Il y a quelques jours un nouvel accident a eu lieu sur la route en direction de la Tusheti et a coûté la vie à quatre personnes. Il n’y aura donc pas de danses ni de chants durant cette fête par respect pour les défunts. Nous nous installons dans la tente des femmes pour le déjeuner. Une petite vieille à la dentition parsemée est toute contente que Céline aime son vin rouge — très sucré — et trinque avec nous toutes les 5 minutes. « Gaomajos ! » : « Que la victoire soit à nous ! ».

La tente des hommes est secouée par des rires rauques et virils. Contrairement à celle des femmes où tout le monde était sagement attablé, ici l’agitation et le chaos sont de mise. On nous propose évidemment de boire des coups. Un grand mec baraqué, la cinquantaine, treillis et rangers au pieds, nous invite à nous asseoir et nous sert de la bière maison brassée pour l’occasion et au goût frais et léger. « Ici on est en démocratie. Si vous voulez boire, vous buvez. Sinon, vous ne buvez pas ! » me crie-t-il à l’oreille. Croit-il vraiment que je vais le regarder boire assis bien sagement ? 😅

La tradition du toast

La tradition en Géorgie est de porter des toasts avant de boire. Personne ne touche à son verre avant que le tamada, le maître de cérémonie, n’ait terminé de parler. La tradition du toast reste encore pour moi assez obscure mais je vous invite à lire ceci si le sujet vous intéresse.
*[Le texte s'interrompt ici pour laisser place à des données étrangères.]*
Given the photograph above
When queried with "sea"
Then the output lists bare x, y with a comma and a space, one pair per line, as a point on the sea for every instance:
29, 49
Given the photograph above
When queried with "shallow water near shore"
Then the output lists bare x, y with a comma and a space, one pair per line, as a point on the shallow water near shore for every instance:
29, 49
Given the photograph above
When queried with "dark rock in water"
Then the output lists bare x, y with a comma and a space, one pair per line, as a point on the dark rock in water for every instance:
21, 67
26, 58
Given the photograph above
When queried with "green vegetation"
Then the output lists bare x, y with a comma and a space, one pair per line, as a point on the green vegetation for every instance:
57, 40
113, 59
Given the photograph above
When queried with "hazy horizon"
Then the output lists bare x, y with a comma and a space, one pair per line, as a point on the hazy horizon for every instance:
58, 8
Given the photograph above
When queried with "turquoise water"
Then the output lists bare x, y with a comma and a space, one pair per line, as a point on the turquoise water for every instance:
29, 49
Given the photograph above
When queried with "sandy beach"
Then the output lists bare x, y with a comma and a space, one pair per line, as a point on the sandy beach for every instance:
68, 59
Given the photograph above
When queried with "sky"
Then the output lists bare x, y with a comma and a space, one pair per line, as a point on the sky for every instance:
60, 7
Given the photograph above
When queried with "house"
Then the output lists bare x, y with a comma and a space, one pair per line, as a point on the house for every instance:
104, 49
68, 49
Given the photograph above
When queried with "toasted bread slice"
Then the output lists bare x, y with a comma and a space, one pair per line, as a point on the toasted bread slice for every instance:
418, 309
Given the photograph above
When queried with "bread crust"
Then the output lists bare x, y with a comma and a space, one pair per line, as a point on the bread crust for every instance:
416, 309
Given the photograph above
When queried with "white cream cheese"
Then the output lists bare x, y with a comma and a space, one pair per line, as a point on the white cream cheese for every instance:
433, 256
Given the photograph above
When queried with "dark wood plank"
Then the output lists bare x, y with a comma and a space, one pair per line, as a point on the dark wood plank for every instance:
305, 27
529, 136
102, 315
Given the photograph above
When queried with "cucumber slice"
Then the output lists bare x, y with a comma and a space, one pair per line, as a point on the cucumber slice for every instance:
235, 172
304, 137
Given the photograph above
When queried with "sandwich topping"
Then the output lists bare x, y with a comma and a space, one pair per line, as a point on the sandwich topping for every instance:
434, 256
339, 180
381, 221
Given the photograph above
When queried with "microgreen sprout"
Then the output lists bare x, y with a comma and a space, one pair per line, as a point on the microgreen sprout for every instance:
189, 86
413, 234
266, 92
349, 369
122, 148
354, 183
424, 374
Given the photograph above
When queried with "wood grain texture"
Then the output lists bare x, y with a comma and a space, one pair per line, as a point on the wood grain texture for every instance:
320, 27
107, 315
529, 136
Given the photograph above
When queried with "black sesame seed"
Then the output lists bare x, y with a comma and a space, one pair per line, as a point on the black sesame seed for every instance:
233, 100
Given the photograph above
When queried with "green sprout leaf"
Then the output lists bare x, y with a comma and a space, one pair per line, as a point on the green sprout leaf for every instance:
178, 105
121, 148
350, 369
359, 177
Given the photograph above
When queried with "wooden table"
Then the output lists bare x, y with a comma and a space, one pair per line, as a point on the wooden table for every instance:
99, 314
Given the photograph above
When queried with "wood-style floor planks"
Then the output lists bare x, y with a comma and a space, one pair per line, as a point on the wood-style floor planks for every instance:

L’homme aux rangers porte un toast à notre amitié. Un gros bonhomme, la cinquantaine, nous rejoint. Il ne parle pas bien Anglais mais nous montre fièrement sur son smartphone les tableaux qu’il a exposés en Italie. Un autre, encore plus hydraté, fait n’importe quoi avec son cheval dans la tente et tout le monde s’en écarte par prudence. Il s’enfile une cha-cha puis s’en va. Mais il est hors de question qu’on parte sans avoir essayé un jeu. Avec Michael, un Allemand qui traînait lui aussi dans le coin, nous sommes convoqués au jeu du « cul-sec de bière dans une corne ». Le jeu consiste à boire le contenu de la corne aussi vite que possible et une fois celle-ci terminée se gratter le dos avec. Le jeune Géorgien qui fut notre adversaire gagna bien évidemment les deux parties. 😣

La fête semble terminée alors que l’après-midi vient à peine de commencer. Les jeunes font les timides face à l’appareil photo. Je rejoins les anciens, assis par terre, à discuter en grignotant du poisson séché. Je porte mon premier toast en l’honneur des poissons de Tusheti : gros blanc. Ça a l’air de leur sembler bizarre. J’ai du mal à m’y retrouver dans cette tradition. Parfois on me tend un verre et, alors que je m’apprête à le boire, on me demande d’attendre le toast; d’autres fois j’attends le toast et on me demande de boire rapidement mon verre car on n’en a qu’un… quand le toast ne se transforme pas en discussions et en chamailleries qui durent une éternité…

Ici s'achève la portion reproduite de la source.